# Limit of Rainbow Today



## LDUBS (Sep 17, 2020)

Managed a limit of rainbow trout. Rods out at 7:15. Five in the bag a little after 9:00. Trolling in about 110' of water with lures at 33'. As per usual for this lake during warm weather, there were some copepods, but all good when fillet (filleted?). Fun day until I went back to the ramp and discovered one of my trailer cross members had some pretty significant damage. 

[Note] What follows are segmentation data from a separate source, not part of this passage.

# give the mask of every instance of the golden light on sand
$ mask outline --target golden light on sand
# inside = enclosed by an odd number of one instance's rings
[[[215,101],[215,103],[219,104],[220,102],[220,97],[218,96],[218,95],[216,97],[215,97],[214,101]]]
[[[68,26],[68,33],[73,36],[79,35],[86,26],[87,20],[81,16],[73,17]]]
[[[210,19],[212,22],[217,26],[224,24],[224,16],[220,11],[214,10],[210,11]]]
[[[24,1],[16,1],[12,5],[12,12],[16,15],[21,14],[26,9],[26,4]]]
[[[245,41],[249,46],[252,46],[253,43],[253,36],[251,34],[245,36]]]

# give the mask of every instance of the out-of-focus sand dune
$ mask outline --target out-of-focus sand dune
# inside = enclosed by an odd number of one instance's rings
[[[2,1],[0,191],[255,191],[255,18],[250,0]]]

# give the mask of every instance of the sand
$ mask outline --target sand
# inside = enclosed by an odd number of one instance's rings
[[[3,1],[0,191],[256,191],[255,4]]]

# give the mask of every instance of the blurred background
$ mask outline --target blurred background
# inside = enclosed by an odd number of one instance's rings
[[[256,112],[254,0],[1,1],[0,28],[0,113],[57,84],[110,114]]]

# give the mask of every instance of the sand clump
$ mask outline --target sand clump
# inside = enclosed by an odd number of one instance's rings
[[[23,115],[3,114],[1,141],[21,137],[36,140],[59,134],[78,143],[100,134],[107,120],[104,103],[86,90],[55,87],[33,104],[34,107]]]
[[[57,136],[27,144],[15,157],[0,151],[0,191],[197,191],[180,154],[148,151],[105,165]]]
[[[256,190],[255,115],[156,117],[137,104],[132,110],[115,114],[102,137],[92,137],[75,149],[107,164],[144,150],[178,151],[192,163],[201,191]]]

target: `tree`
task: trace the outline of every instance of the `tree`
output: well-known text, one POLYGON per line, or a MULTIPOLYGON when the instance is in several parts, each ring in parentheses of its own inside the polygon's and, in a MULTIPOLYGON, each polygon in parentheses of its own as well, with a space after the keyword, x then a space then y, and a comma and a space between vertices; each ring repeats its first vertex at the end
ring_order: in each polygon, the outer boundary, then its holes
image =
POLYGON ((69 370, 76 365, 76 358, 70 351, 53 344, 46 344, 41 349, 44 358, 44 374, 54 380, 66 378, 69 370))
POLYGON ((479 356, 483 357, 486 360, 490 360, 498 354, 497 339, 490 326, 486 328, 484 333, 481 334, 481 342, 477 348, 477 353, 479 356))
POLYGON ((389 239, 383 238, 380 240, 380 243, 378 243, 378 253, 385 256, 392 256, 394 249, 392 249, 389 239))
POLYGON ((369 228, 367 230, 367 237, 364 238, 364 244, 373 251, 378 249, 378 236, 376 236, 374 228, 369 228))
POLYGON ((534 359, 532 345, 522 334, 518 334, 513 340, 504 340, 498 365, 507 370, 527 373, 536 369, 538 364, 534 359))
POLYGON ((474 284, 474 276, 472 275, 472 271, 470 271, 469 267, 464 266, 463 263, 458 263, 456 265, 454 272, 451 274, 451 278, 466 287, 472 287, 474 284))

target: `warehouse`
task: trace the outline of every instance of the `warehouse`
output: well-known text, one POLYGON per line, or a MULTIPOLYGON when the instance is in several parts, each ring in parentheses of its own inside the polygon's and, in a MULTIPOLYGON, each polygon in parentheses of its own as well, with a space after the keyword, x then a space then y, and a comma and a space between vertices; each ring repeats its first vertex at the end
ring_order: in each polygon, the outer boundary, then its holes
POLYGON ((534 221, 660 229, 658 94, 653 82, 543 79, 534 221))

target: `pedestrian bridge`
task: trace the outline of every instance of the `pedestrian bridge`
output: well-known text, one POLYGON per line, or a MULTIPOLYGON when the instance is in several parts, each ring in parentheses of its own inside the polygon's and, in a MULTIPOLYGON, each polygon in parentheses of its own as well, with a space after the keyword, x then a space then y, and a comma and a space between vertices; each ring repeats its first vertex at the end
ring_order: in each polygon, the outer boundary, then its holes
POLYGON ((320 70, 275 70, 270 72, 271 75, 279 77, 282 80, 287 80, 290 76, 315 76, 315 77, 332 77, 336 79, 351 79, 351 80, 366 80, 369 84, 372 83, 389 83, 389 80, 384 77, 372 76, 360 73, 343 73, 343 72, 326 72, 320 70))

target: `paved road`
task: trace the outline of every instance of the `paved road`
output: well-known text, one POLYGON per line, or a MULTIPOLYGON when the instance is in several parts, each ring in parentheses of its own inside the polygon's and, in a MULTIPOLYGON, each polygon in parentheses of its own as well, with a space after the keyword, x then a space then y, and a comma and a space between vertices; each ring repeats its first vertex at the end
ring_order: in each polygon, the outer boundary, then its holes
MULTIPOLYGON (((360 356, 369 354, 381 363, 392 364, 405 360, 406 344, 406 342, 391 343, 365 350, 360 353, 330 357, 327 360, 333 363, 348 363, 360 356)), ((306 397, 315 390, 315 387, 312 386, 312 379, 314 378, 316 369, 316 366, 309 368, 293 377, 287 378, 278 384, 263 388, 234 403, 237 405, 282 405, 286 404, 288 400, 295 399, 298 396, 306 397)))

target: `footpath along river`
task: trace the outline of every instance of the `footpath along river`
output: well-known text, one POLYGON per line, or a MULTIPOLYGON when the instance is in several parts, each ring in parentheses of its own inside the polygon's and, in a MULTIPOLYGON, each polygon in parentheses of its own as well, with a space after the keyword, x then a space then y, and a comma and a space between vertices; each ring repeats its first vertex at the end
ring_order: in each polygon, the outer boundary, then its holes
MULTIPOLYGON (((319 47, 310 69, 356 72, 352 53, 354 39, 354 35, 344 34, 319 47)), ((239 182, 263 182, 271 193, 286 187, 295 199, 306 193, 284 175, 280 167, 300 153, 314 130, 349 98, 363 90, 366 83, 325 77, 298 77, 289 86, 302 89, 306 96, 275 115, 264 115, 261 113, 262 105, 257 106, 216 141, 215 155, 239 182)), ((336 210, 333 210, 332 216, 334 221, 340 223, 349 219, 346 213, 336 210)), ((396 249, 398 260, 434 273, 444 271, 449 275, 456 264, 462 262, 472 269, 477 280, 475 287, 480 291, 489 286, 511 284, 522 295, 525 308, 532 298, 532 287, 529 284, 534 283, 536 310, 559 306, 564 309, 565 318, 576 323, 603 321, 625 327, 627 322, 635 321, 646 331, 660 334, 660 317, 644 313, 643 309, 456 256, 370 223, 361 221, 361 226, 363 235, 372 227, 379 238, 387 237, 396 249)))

The lake is about 5 deg's cooler than it was last week. I always look forward to winter fishing on this lake.


----------



## Captain Ahab (Oct 31, 2020)

Nice job - I have been trolling for trout as well, so far cannot get dialed in 

In the spring it was constant fish on the troll, no monsters but a good way to find them then stop and cast


----------



## LDUBS (Nov 3, 2020)

This is a tough time of the year for me. As the water cools the fishing moves much shallower to another part of the lake. Right now I am kind of in limbo where to try. But, I'm going to give it the ol college try tomorrow! haha.


----------



## Kismet (Nov 3, 2020)

Nice.

I hate you both. 


_(edit: I have fantasy dreams of having caught enough Rainbow Trout to eat for more than one meal. My crik is parsimonious when it comes to trout, and even when it does provide they are 9-12 inches. There is nothing more tasty for me.)_


----------